Mr Kurzweil says that virtual reality will become all but indistinguishable from reality in 15 years, meaning that those who enter a virtual 3-D world will see, touch, smell and hear as authentically as we can do today. Many will choose to remain in such an artificial but almost perfect world more than they do in the real one outside with its problems. Mr Kurzweil predicts a merging of our consciousness with the digital world with the option of uploading and downloading ourselves into new bodies.

There are others in technology who see a much darker future once such capabilities are reached but there are few who doubt that this is around the corner and coming on us faster than we think. If we think about it, we are currently cyborgs, meaning half-human and half-robot. Our phone is an extension of ourselves and with it we can answer any question in the world. We can find any place in the world through its location. How many of us who were around in 1990 (and I was) could have predicted this?

Our current problem is the data rate, meaning we are slow to input data because we using only our thumbs to type. This has become slightly faster with voice commands but the next step — that of thought commands — is already within sight.
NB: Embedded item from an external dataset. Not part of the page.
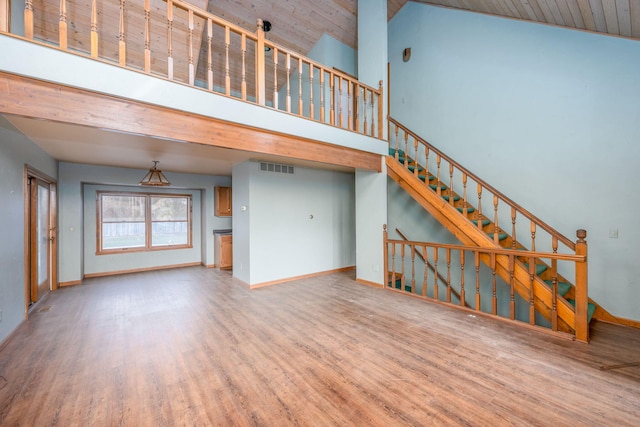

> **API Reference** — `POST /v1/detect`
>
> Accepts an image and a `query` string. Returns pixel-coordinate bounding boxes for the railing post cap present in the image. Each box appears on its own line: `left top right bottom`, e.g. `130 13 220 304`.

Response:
577 229 587 241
And remember that just as smartphones are today available to almost every person even in India, one of the poorest nations on the planet, this will not be technology that will only be for the rich or the few. It will be in mass production and will not be different for the very wealthy, just as there are no smartphones today for the super-rich that can do something regular ones cannot.

Our capacities as individual humans and what we can achieve by ourselves will also shoot up dramatically. Those who are driven and motivated and hardworking will be able to produce things that previously only large corporations could. But even for those of us who are not driven or hardworking, life will be much more interesting and vastly different from the way life is today.